Most of the questions here similar to my question regard triple booting and using rEFInd, which I'm not trying to do.

My Mac drive is only 128GB, and I've cut into that with Bootcamp, so I'm looking to boot Linux distros via microSD. So far, I've only gotten a Chrome OS on a microSD workable from the Mac's boot menu, but I'm failing to get Ubuntu.

This mentions something similar: Linux on Macbook, dual-boot, without rEFind, but it's for Dual boot. I did try taking their advice of copying the ../ubuntu/grubx64.efi to ../boot/bootx64.efi, but the results were goofy. With the microSD inserted, the boot menu still only displayed MacBook and Windows, and when selecting Windows, I got the MokManager error, but it still booted into Ubuntu anyway after leaving it for about 30 seconds. When removing the microSD and booting to that volume, Windows boots to the Grub bash screen. The only way I've found to fix this is to replace bootx64.efi with the Windows version.

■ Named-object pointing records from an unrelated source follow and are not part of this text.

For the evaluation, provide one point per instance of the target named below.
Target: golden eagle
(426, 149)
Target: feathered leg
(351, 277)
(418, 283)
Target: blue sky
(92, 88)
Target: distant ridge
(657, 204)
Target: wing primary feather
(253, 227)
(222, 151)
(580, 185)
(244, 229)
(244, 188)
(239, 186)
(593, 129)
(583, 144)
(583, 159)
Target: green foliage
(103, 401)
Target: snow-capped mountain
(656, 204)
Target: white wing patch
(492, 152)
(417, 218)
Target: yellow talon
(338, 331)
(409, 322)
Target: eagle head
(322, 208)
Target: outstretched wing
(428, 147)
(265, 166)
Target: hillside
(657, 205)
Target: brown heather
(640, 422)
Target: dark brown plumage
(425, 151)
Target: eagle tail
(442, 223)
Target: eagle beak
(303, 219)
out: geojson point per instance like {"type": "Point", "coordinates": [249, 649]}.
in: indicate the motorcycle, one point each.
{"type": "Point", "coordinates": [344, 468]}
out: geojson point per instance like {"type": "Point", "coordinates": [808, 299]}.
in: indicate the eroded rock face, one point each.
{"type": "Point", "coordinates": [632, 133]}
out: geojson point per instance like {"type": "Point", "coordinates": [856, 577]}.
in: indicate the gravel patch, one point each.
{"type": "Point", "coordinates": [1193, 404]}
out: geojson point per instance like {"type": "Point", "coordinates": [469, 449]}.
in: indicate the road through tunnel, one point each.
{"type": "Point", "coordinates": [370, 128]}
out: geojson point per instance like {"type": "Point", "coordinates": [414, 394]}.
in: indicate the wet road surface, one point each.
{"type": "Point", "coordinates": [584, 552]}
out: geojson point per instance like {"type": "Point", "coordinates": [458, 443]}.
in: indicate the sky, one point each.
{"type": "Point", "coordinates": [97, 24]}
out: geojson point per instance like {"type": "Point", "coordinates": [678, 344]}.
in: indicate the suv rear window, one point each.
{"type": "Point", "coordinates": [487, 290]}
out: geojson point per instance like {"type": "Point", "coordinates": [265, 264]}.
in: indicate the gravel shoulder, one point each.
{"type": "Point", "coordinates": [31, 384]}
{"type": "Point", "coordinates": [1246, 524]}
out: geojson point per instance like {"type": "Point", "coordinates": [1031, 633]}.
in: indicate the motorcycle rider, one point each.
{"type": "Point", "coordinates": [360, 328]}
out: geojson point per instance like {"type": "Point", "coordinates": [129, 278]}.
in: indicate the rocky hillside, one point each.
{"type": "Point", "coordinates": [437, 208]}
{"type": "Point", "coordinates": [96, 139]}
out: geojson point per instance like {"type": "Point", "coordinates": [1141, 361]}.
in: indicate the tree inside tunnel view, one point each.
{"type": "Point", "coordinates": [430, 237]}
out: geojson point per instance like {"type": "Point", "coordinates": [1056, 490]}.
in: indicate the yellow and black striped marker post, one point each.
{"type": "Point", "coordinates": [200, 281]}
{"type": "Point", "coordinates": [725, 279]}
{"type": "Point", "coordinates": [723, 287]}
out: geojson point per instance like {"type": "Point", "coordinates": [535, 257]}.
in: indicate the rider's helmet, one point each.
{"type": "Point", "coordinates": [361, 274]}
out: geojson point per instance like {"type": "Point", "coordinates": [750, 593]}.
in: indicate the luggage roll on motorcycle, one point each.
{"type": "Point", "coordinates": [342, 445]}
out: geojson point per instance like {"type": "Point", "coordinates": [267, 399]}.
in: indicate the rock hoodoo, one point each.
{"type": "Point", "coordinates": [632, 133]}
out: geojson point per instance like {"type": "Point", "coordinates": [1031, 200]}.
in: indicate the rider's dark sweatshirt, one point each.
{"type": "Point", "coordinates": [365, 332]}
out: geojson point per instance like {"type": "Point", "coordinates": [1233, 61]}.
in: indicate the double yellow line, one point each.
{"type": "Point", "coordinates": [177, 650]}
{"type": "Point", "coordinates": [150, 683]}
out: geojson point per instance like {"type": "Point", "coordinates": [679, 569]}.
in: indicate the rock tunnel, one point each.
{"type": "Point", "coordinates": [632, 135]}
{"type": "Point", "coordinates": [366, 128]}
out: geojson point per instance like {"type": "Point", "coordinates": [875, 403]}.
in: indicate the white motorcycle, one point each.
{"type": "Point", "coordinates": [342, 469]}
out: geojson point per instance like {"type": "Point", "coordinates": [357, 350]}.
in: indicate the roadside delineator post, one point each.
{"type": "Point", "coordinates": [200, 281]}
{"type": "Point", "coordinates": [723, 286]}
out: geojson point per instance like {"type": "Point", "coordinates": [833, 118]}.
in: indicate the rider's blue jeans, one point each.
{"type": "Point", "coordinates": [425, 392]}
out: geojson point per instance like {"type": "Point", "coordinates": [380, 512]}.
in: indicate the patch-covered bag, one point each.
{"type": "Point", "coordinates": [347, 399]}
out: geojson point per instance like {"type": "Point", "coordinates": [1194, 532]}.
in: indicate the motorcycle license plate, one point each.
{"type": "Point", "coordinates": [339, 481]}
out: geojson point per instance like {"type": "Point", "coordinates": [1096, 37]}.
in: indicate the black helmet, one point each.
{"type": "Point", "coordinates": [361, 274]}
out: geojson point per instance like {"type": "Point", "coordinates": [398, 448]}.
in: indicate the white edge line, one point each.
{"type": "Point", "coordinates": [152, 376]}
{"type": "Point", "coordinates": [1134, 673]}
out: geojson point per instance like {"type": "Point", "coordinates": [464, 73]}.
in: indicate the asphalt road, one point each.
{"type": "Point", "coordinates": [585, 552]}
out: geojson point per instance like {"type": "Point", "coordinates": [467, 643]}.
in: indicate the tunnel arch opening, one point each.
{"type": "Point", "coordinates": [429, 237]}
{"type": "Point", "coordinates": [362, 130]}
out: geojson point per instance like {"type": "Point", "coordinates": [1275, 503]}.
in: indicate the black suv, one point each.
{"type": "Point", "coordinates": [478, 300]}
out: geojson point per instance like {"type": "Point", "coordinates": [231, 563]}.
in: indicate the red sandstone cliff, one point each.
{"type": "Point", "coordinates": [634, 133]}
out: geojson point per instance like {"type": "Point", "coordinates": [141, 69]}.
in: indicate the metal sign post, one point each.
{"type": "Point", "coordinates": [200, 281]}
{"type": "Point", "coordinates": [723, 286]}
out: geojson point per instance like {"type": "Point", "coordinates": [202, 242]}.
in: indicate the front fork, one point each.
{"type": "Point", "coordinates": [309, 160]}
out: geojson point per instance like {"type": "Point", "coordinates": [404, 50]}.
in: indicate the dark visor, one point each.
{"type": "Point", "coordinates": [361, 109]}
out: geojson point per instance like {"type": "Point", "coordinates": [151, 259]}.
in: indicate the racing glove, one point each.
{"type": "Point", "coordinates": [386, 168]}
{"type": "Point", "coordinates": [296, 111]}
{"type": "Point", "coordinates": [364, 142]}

Basically the same problem you run into after installing Linux to an external drive when Bootcamp is already using that EFI folder.

When I installed Ubuntu to the microSD (/dev/sdc), I also installed the grub bootloader to the sdc volume which I was installing Ubuntu on, so that the bootloader did not damage my Mac OS or Windows boot processes.

I have tried deleting the Secure Boot option (shimx64.efi) to deal with this, but that causes Ubuntu to fail to boot anymore from microSD. So does replacing the Windows/bootmgfw.efi -> boot/bootx64.efi, although that lets me boot Windows again.

Of course, I'm trying to get it so that a separate menu item that says "Ubuntu" (and all future distros) when inserted, as I'd like to make use of other microSDs and USBs for the same purpose.

How should I go about altering the EFI folder and items, without causing Bootcamp to fail? (I've already mucked up that boot several times when testing different options, so I keep restoring from a backup folder.)

Is there a file in the EFI folder I need to edit to add volumes to be added to the boot menu?

1 Answer 1


IMO, a micro SD is not designed for the amount of read/writes that would occur when an operating system such as Ubuntu is installed. However, other users have posted questions where this is what they have done. So, I assume do so is feasible.

The Ubuntu installer does allow selection of where to put the Grub boot files. However, my experience has been the installer ignores any such selection and installs the Grub boot files in the first EFI partition on /dev/sda. From the description of the problems you are having, I assume this is true for your installation. Perhaps you meant the rest of the Grub files were installed in the /boot folder on the micro SD card (/dev/sdc).

An answer explaining how to separate the Windows boot files from the Ubuntu (Grub) boot files has already been posted here at Ask Different.

I should point out the BOOTX64.EFI file provided by the Ubuntu installer is the file the Mac Startup Manager finds and causes an icon to be displayed. This file is not a duplicate of the grub boot file grubx64.efi, but is instead a duplicate of the shimx64.efi file. My experience has been booting by using this file works, but do so also makes Ubuntu the default startup operating system.

Changing the label for the icon displayed on the Mac Startup Manager boot menu from the default of EFI Boot can be accomplished by using the macOS bless command. See the question How can I change the title of a boot image?. In your case, you should specify the folder containing the BOOTX64.EFI file.

There is no file in the EFI folder that can be edited to add volumes to the Mac Startup Manager boot menu. Instead additional items can be added by creating additional EFI partitions. Newer Macs firmware has been extended to include any Microsoft Basic Data partition which has been FAT or ExFAT formatted. Each partition needs to contain a EFI/BOOT/BOOTX64.EFI file. I should also point out that there exists other configurations that will result in a icon being displayed on a Mac Startup Manager boot menu.

The icon displayed on a Mac Startup Manager boot menu can also be customized by adding a .VolumeIcon.icns file to the root folder of the volume contained by the EFI partition. Care must be taken to insure the .VolumeIcon.icns file is of a format compatible with the firmware on the Mac logic board. Prebuilt icon set (.icns) files can be downloaded from this site. Also, included is script for creating new icon set files.